Myanmar’s military has destroyed about 60 churches in the past 18 months and turned a third of them into Buddhist pagodas in northern Kachin state, according to an American pastor who visited the region recently.
“In the last 18 months, they have bombed 60 churches. Of the 60 churches they have bombed, they have put Buddhist pagodas in 20 of those sites to reclaim them. It is a pretty severe thing,” Bob Roberts told The Christian Post, adding, “[To] be clear, most of it is about ethnic cleansing.”
Thomas Muller, analyst at the World Watch Research unit of the charity Open Doors International, said he had not heard any such reports but that it was “entirely possible”.
“The army and radical monks do work side by side,” he said. “The army uses the motive that the country is threatened by outside forces – Muslim, Western or others – and therefore find radical groups like Buddha Dhamma Parahita Foundation (formerly known as Ma Ba Tha) quite handy. Preserving national unity means defending Buddhism as well; this is where they meet.”
During a visit to the UK parliament in 2016, Myanmar’s first Catholic cardinal, Charles Maung Bo, said that “over the decades of armed conflict, the military has turned religion into a tool of oppression.
“In Chin state, for example, crosses have been destroyed and Christians have been forced to construct Buddhist pagodas in their place… At least 66 churches in Kachin state have been destroyed since the conflict reignited in 2011.”
‘Distressing reports’
Myanmar’s army unleashed a violent campaign last year against the predominantly Muslim Rohingya ethnic group in Rakhine state, causing around 700,000 people to flee into neighbouring Bangladesh.
And Roberts, the founder of a church in Texas and member of the Faith Coalition to Stop Genocide in Burma, said there were comparisons to be made now in Kachin: “Already, there has been murder, there has been rape; there has been all of these things. It has not yet gotten to the level of the Rohingya. But there is concern that it could, real easy.”

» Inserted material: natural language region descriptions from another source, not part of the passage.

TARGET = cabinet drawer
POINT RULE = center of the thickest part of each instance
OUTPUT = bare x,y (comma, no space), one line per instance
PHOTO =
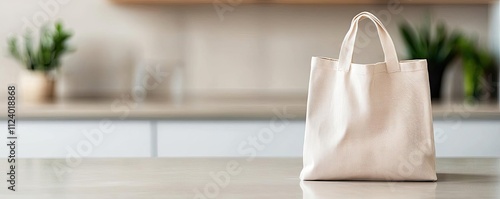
230,138
94,138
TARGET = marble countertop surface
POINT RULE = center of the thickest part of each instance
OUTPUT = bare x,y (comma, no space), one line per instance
249,107
265,178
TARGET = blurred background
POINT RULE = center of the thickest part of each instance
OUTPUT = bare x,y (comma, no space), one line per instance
203,78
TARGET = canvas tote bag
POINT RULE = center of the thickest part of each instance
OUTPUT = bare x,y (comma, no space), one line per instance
369,121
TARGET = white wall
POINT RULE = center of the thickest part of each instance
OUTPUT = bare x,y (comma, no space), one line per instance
255,47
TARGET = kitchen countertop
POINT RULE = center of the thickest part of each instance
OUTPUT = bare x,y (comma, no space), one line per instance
246,107
271,178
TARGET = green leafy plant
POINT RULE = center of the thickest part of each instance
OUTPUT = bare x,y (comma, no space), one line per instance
476,63
47,56
438,47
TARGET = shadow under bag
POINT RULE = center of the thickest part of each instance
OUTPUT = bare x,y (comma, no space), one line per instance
369,121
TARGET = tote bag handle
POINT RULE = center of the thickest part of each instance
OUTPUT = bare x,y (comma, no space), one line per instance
390,56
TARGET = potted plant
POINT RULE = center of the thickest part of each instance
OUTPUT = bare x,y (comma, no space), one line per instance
477,65
438,47
37,81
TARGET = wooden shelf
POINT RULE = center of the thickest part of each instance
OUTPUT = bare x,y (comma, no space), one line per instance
304,2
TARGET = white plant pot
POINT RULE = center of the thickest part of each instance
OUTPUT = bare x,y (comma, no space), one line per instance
36,87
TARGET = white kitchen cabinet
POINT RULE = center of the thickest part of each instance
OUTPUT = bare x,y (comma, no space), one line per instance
82,138
230,138
467,138
217,138
454,138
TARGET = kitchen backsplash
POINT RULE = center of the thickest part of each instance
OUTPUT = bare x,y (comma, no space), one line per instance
252,48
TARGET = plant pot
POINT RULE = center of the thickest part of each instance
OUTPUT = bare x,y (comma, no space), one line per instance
436,73
36,87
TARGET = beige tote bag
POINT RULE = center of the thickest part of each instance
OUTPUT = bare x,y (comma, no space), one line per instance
369,121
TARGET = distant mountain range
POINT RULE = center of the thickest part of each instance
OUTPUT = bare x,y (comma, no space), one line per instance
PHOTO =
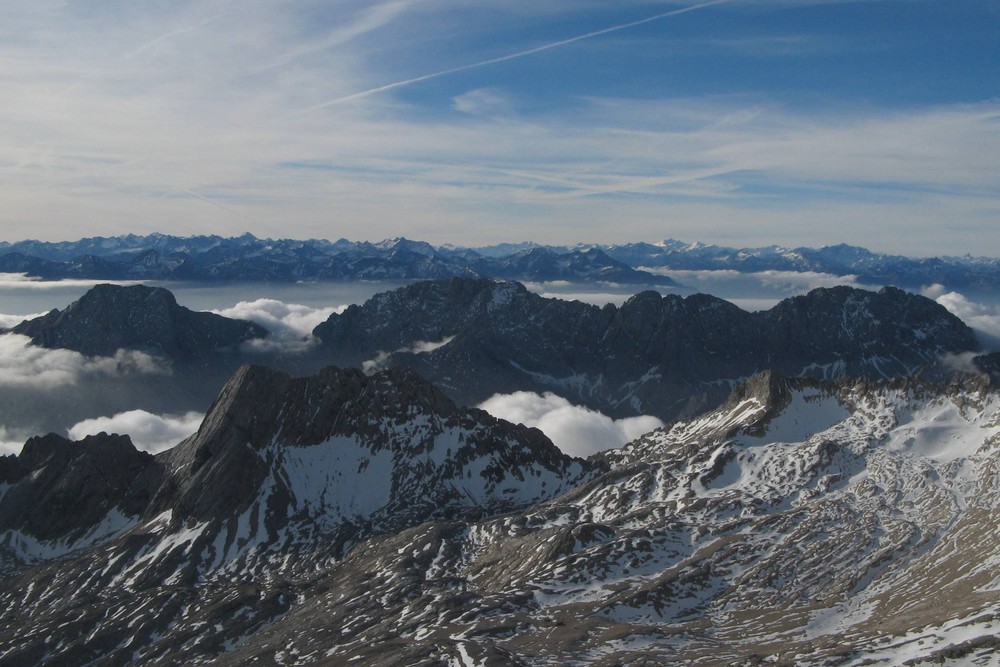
341,519
667,355
247,258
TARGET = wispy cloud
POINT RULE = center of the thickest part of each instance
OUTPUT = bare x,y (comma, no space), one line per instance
290,324
149,432
524,53
188,119
575,430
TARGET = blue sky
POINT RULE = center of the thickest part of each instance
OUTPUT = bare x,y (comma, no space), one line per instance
740,122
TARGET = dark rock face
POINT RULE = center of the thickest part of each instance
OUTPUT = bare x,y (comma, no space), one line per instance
221,469
59,488
990,365
111,317
664,355
712,541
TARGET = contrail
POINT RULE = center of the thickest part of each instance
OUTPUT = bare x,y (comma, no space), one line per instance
510,56
210,201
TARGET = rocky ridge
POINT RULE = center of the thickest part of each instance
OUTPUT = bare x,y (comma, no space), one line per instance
662,355
801,522
284,475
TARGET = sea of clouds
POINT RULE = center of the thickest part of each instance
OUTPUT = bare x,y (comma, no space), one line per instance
149,432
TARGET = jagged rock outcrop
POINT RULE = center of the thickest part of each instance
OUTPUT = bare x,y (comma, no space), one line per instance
664,355
59,489
228,529
112,317
801,522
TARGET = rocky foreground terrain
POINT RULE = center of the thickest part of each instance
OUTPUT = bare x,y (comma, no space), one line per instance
345,519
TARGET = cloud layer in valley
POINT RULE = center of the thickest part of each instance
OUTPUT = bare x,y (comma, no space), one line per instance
983,318
576,430
289,324
149,432
23,365
397,117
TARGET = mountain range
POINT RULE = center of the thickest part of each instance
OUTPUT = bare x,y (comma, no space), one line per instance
243,258
343,518
823,491
667,356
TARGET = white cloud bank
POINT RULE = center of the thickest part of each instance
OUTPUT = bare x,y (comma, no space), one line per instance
290,324
378,363
149,432
983,319
576,430
23,365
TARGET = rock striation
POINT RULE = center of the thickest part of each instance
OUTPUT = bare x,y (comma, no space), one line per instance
801,522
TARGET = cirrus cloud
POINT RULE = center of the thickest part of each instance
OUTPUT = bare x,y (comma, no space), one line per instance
576,430
290,324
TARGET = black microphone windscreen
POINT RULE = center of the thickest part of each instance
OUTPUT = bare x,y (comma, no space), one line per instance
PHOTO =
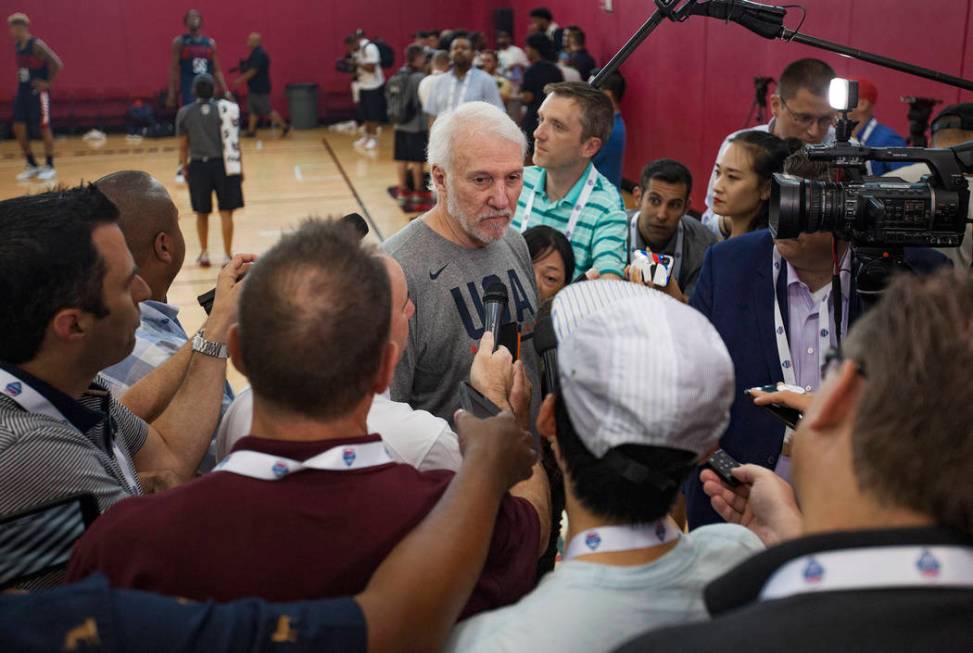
495,291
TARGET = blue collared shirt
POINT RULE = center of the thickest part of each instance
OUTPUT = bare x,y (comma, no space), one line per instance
159,336
448,92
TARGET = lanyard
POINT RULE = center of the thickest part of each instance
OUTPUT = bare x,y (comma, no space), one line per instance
462,91
34,402
872,568
589,185
866,134
608,539
633,237
267,467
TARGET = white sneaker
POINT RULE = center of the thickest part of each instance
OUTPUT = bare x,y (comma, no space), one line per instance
46,173
28,173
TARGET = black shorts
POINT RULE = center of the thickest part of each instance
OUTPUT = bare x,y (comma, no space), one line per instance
33,108
209,176
371,105
410,146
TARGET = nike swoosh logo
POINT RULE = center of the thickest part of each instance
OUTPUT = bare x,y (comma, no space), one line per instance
435,275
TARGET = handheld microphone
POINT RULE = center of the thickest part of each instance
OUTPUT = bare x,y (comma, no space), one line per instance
545,344
494,303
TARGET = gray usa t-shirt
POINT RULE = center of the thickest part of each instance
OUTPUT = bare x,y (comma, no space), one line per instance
446,284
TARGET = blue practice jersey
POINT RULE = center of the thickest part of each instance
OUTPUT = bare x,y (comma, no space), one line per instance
195,57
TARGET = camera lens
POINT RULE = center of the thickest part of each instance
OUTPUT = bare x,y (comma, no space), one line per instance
803,206
786,209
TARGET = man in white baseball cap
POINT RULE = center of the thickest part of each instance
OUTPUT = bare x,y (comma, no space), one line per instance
643,391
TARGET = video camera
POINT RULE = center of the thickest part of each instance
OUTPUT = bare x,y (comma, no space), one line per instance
874,212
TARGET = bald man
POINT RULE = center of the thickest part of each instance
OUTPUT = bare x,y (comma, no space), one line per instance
256,74
150,377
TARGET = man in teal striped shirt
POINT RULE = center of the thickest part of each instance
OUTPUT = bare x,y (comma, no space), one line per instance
564,190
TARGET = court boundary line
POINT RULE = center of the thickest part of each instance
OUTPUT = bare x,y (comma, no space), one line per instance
351,187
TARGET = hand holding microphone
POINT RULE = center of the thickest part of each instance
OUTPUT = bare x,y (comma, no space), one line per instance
495,300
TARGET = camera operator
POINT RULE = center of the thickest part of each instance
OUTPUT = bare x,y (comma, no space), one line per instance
256,75
413,437
771,301
314,340
370,86
662,223
638,402
149,377
71,294
952,126
883,555
801,110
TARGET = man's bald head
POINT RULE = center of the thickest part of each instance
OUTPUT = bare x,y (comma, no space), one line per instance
150,222
144,207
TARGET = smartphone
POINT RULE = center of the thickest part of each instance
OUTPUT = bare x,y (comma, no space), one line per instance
38,541
472,401
789,416
206,300
722,463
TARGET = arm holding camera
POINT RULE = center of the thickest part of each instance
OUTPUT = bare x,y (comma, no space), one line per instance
193,384
634,274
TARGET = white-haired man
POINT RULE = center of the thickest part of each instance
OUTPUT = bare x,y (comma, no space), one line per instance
453,252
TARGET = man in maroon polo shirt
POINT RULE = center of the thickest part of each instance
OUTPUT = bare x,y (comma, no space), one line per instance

UN special rapporteur for Myanmar, Yanghee Lee, told the UN Human Rights Council in her report on 27 June that there is credible evidence “of violations of human rights, including the widespread and systematic attacks by security forces against the Rohingya community, possibly amounting to crimes against humanity”.
Meanwhile, in Kachin, thousands of lives have been lost and at least 120,000 people have been displaced in a decades-long conflict between the army and the Kachin Independence Army (KIA).
Since violence flared up again in March, more than 13,000 people belonging to the predominantly Christian Kachin people have fled their homes, Lee said.
“There are distressing reports that fleeing civilians, including a number of children, were allegedly used by the military as human shields and minesweepers,” she said. “Thousands of villagers were forced to flee, only to be trapped in the forest without assistance, and in some villages affected by hostilities they were reportedly blocked from leaving by the military.”
Most of those displaced have sought shelter either in local churches or in camps for internally displaced people (IDPs). “Nearly every Baptist church — I don’t care if it is little or big, and most of them are not all that large — has between 400 and 2,000 refugees now in Kachin state,” Roberts said.
As the area is hard to reach by aid agencies it is the Kachin Baptist Convention that is doing most of the relief work.
And Lee said she was “deeply concerned to receive reports that the Kachin Baptist Convention, a key provider of support to the displaced Kachin, has halted its activities in non-government controlled areas as a result of being threatened with arrest by the military”.
There is “a tremendous amount of fear that things are about to seep up pretty dramatically”, according to Roberts, who said that, unlike with the Rohingya, the Kachin are not so easily able to flee across the border into China and India due to tighter controls.